Updated

County leaders on Tuesday approved a resolution asking a federal agency to rename Negrohead Mountain near Malibu in honor of a black pioneer who settled in the area in the 19th century.

The peak would be known as Ballard Mountain, after John Ballard, if the U.S. Geological Survey's Board on Geographic Names grants the request by the Los Angeles County Board of Supervisors.

"Black history is all of our history ... and this an opportunity to celebrate that," Moorpark College history instructor Patty Colman told supervisors during a board meeting.

The switch would "honor the man, as a man, for the contributions he made," said Supervisor Zev Yaroslavsky, who made the name-change motion.

The name of the mountain, at 2,031 feet the tallest in the area, originally contained a racial slur that even was found on early government topographic maps. It was changed to "negro" in the 1960s.

Other settlers are believed to have been thinking of Ballard when they named the mountain.

"It really was slander of a courageous and remarkable guy," said Nicholas Noxon, a local resident who lobbied for the Ballard Mountain name change.

A telephone message from The Associated Press seeking comment from the Board on Geographic Names left after business hours Tuesday was not immediately returned.

According to its Web site, the USGS does not encourage geographic name changes, but among its recognized classes of name changes are "those made to eliminate particular name problems as in cases involving derogatory names."

The Web site further states: "The Board has a firm policy prohibiting the inclusion of a word in an official geographic name considered by the Board to be derogatory to any racial, ethnic, gender, or religious group."

After a proposal is received, all interested parties will be asked to comment, the site says. It notes that the process takes about six months.

Yaroslavsky spokesman Joel Bellman said the supervisor's office had already been in contact with the USGS board, but that the panel has to wait for the formal letter of request to arrive.

Ballard was a former Kentucky slave who came West around 1860 and died in 1905. He and his wife moved to Los Angeles, where he was a teamster and became prominent in the small but growing black community. He was part of a small group that founded Los Angeles' African Methodist Episcopal Church in 1869.

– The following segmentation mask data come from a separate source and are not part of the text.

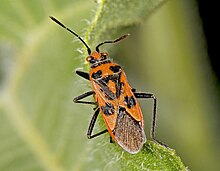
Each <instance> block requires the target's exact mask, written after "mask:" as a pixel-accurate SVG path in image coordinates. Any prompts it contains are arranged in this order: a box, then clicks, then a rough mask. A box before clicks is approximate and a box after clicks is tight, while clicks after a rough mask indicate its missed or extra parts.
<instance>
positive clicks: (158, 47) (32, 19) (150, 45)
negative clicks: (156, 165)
mask: <svg viewBox="0 0 220 171" xmlns="http://www.w3.org/2000/svg"><path fill="white" fill-rule="evenodd" d="M98 2H99V1H98ZM131 3H132V2H131ZM0 4H1V5H0V170H1V171H14V170H16V171H17V170H19V171H20V170H21V171H25V170H31V171H34V170H36V171H37V170H53V171H56V170H68V171H69V170H73V171H75V170H76V171H77V170H95V169H96V170H104V169H106V166H107V165H111V164H112V163H111V161H109V162H106V161H105V160H103V157H105V156H103V154H102V150H103V149H104V148H103V147H104V146H105V144H102V142H100V139H101V138H97V139H96V140H87V138H86V131H87V126H88V123H89V120H90V118H91V116H92V112H93V111H92V107H88V106H82V105H76V104H73V103H72V99H73V97H74V96H77V95H79V94H81V93H83V92H84V91H87V90H88V89H89V83H88V82H86V81H85V80H83V79H81V78H79V77H77V76H76V75H75V74H74V71H75V70H76V69H79V68H80V67H81V69H82V68H86V67H85V63H84V59H83V58H81V57H82V55H81V54H80V53H79V52H78V51H77V50H78V49H79V48H81V47H82V44H81V43H79V42H78V41H75V40H76V39H75V38H73V37H72V36H71V35H69V34H68V33H66V32H65V31H64V30H62V29H61V28H60V27H58V26H57V25H55V24H54V23H53V22H51V21H50V20H49V18H48V16H49V15H53V16H56V17H57V18H59V19H60V20H61V21H62V22H64V23H65V24H66V25H68V26H69V27H70V28H72V29H73V30H74V31H75V32H77V33H78V34H80V35H84V33H85V31H86V28H87V26H88V25H89V24H90V23H89V21H91V20H92V19H93V18H94V14H95V12H96V11H95V9H96V6H97V2H95V1H91V0H90V1H89V0H84V1H79V0H72V1H69V0H64V1H33V0H30V1H28V0H21V1H12V0H9V1H8V0H7V1H6V0H0ZM130 33H131V36H130V37H129V38H128V39H126V40H124V41H123V42H121V43H120V44H117V45H110V46H109V47H108V52H109V54H110V56H111V57H112V58H113V59H114V61H117V62H118V63H119V64H121V65H122V66H123V68H124V70H125V72H126V73H127V77H128V80H129V82H130V85H132V86H133V87H135V88H136V89H137V90H140V91H147V92H152V93H154V94H155V95H156V96H157V98H158V119H157V129H156V136H157V138H158V139H160V140H161V141H163V142H165V143H167V144H169V146H170V147H171V148H173V149H175V150H176V152H177V154H178V155H179V156H180V157H181V159H182V161H183V162H184V163H185V165H186V166H188V167H189V169H190V170H193V171H195V170H199V171H207V170H212V171H214V170H218V169H219V168H220V167H219V159H220V155H219V154H220V149H219V146H218V145H219V142H220V141H219V111H220V110H219V105H218V104H219V97H218V96H219V94H217V92H218V91H219V90H218V89H219V87H216V86H215V84H214V80H215V77H214V75H213V72H212V70H211V67H210V64H209V60H208V56H207V51H206V42H205V38H204V37H203V30H202V27H201V23H200V18H199V15H198V9H197V4H196V2H195V1H191V0H185V1H184V2H180V1H177V0H169V1H167V2H165V3H161V5H159V6H158V7H157V8H155V9H154V10H153V11H151V12H150V13H149V14H148V15H147V18H146V20H144V21H142V20H141V22H139V23H138V24H136V25H134V26H133V27H132V28H130ZM113 38H115V37H113ZM73 40H74V41H73ZM102 48H103V49H104V48H105V47H102ZM106 48H107V47H106ZM79 85H80V86H79ZM141 105H142V109H143V113H144V118H145V126H146V133H147V136H148V137H149V132H150V124H151V111H152V105H153V103H152V101H150V100H149V102H148V103H146V102H144V103H143V102H141ZM96 143H97V144H96ZM106 143H108V142H106ZM94 144H96V146H94ZM108 157H109V158H111V156H108ZM114 157H116V156H114ZM106 170H107V169H106Z"/></svg>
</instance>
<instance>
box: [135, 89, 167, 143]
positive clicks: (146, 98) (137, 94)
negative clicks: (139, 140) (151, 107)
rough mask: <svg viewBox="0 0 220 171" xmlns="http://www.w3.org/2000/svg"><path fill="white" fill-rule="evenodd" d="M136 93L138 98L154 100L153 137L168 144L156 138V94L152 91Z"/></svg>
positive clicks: (152, 129)
mask: <svg viewBox="0 0 220 171" xmlns="http://www.w3.org/2000/svg"><path fill="white" fill-rule="evenodd" d="M134 95H135V97H136V98H145V99H149V98H151V99H153V100H154V108H153V115H152V126H151V135H150V136H151V138H152V139H153V140H154V141H156V142H157V143H159V144H161V145H163V146H166V147H167V145H166V144H164V143H162V142H161V141H159V140H157V139H156V138H155V128H156V119H157V118H156V117H157V98H156V96H155V95H153V94H151V93H136V92H134Z"/></svg>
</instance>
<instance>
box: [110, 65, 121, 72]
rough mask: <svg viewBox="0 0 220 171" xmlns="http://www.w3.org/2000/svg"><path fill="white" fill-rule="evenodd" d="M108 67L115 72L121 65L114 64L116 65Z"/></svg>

But in 1880, Ballard, who had remarried after the death of his first wife, decided to leave Los Angeles as newcomers poured in.

"Historians speculate that the Ballards may have been responding to growing segregationist policies and attitudes many thought they had safely left behind in the antebellum South," Yaroslavsky's motion said.

The Ballard family moved about 50 miles west to a valley in the Santa Monica Mountains near what is now the community of Seminole Hot Springs. By the turn of the century he and his daughter, one of his seven children, owned 320 acres obtained under the federal Homestead Act.

Ballard did some farming and ranching, worked as a blacksmith on a cattle ranch and cut and sold firewood. He lived in a shack and was well-known to other settlers.

In an 1898 book, "Happy Days in Southern California," Malibu landowner Frederick Rindge recalled that a neighbor told about settlers who mistreated Ballard and tried to drive him away by burning his cabin.

Some thought that "the real purpose was that some men with white faces and black hearts wanted to jump his claim after they got rid of him," Rindge wrote.

Instead, Rindge wrote, Ballard put up a sign over the ruins. It read, "This was the work of the devil."